I am in the process of moving a pet project from PostgreSQL (9.2.2) to SQL Server (2012 Standard).
I've noticed an interesting phenomenon when querying unicode words. Given the definition:
CREATE TABLE [word](
[id] [int] IDENTITY(0,1) NOT NULL,
[value] [nvarchar](255) NULL
);
and the data:
insert into word (value) values (N'ῥύπῳ');
insert into word (value) values (N'ἀπὸ');
insert into word (value) values (N'ἀπό');
insert into word (value) values (N'ἐπὶ');
insert into word (value) values (N'ἐπί');
insert into word (value) values (N'ὑπὸ');
insert into word (value) values (N'ὑπό');
insert into word (value) values (N'πίῃ');
insert into word (value) values (N'λόγους');
insert into word (value) values (N'λόγχῃ');
insert into word (value) values (N'λόγων');
insert into word (value) values (N'ἀλόης');
a query for a particular word will return near matches. For example:
select * from word where value = N'ἀπὸ'
returns:
id value
102137 ῥύπῳ
102141 ἀπὸ
102142 ἀπό
102143 ἐπὶ
102144 ἐπί
102145 ὑπὸ
102146 ὑπό
102147 πίῃ
http://sqlfiddle.com/#!6/1ab66/1
However, the same pattern in PostgreSQL only returns the exact match. How can I get SQL Server to do the same?
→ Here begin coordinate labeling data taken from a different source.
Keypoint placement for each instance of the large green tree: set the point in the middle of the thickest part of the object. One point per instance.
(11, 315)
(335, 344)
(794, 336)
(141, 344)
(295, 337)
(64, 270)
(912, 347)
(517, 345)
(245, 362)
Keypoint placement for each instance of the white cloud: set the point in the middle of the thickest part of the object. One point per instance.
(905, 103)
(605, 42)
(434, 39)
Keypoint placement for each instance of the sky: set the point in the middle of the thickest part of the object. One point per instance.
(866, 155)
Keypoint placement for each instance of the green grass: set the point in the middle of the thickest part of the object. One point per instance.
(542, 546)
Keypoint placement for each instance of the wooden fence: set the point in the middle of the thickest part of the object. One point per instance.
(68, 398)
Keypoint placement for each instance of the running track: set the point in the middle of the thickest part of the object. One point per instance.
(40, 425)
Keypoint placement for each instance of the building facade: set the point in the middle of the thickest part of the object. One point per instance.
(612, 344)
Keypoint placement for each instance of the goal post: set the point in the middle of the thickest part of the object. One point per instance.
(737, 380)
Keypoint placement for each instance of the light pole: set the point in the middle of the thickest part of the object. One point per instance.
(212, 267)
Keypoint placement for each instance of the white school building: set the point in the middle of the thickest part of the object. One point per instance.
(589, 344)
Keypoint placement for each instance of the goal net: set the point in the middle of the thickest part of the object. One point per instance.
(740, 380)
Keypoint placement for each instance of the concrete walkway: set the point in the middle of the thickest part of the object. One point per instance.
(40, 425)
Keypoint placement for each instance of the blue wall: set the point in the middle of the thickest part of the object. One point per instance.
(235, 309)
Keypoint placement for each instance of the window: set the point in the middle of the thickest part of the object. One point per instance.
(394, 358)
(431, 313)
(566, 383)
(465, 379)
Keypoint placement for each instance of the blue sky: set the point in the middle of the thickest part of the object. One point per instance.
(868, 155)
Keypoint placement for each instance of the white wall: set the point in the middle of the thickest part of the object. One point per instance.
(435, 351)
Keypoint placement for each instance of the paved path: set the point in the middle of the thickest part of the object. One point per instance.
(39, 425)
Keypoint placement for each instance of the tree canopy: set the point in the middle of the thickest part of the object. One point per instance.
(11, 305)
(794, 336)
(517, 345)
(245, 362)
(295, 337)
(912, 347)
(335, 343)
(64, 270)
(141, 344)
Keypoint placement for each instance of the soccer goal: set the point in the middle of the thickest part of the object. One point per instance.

(PostgreSQL fiddle link): http://sqlfiddle.com/#!12/c57a6/1
I have the distinct feeling that I'm missing something, but I'm not quite able to figure out what it is.
The database collation is SQL_Latin1_General_CP1_CI_AS
(which is also the server's collation) on a local installation.
1 Answer 1
The collation determines the comparison semantics.
If I try
CREATE TABLE [word](
[id] [int] IDENTITY(0,1) NOT NULL,
[value] [nvarchar](255) COLLATE Latin1_General_100_CI_AS NULL
);
It only returns ἀπὸ
.
Changing the suffix to AI
for accent insensitive returns ἀπό
also.
On my install I have tried every collation and 1526
return 1
(presumably AS
and BIN
collations), 1264
return 2 rows (presumably AI
) and 1095
return 8
.
From a quick look through this last group looks to include all the SQL
collations and 90
collations whereas all the 100
ones are in the first 2 groups so I presume this is some issue that has been fixed in the 2008 batch of collations. (See What's New in SQL Server 2008 Collations)
Script to try this yourself
DECLARE @Results TABLE
(
Count INT,
Collation SYSNAME
)
SET NOCOUNT ON;
DECLARE @N SYSNAME;
DECLARE @C1 AS CURSOR;
SET @C1 = CURSOR FAST_FORWARD FOR
SELECT name
FROM sys.fn_helpcollations();
OPEN @C1;
FETCH NEXT FROM @C1 INTO @N ;
WHILE @@FETCH_STATUS = 0
BEGIN
INSERT @Results
EXEC('SELECT COUNT(*), ''' + @N + ''' from word where value = N''ἀπὸ'' COLLATE ' + @N)
FETCH NEXT FROM @C1 INTO @N ;
END
SELECT *
FROM @Results
ORDER BY Count DESC